Yesterday she was a virgin, he thought with amazement, and now – well, now it’s no holds barred. Once she is roused a woman is more reckless of consequences than any man. They are such wholesale creatures. But she’s right, of course. She’s my woman and she belongs in my bed. The hell with the rest of the world and what it thinks!
‘Make the bed, wench.’ He smiled at her tenderly.
Two hours after dark the drum started again. They lay together, holding close, and listened to it. It held no terror now, for they were warm and secure in the afterglow of passion. It was like lying and listening to the impotent fury of a rainstorm on the roof at night.
– 24 –
They went out to the bridge at sunrise, the shelter moving across the open ground like the carapace of a multi-legged metallic turtle. The men chattered and joked loudly inside, still elated by the novelty of it.
‘All right, everybody. That’s enough talking,’ Bruce shouted them down. ‘There’s work to do now.’
And they began.
Within an hour the sun had turned the metal box into an oven. They stripped to the waist and the sweat dripped from them as they worked. They worked in a frenzy, gripped by a new urgency, oblivious of everything but the rough-sawed timber that drove white splinters into their skin at the touch. They worked in the confined heat, amidst the racket of hammers and in the piney smell of sawdust. The labour fell into its own pattern with only an occasional grunted order from Bruce or Ruffy to direct it.
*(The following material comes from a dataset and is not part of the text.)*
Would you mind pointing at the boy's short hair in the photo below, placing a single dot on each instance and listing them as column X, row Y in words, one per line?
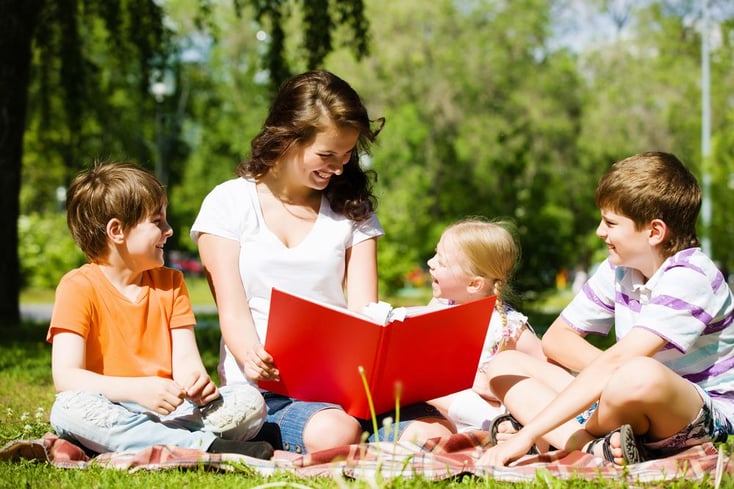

By midday the four main trusses that would span the gap in the bridge had been made up. Bruce tested their rigidity by propping one at both ends and standing all his men on the middle of it. It gave an inch under their combined weight.
‘What do you think, boss?’ Ruffy asked without conviction.
‘Four of them might just do it. We’ll put in king-posts underneath,’ Bruce answered.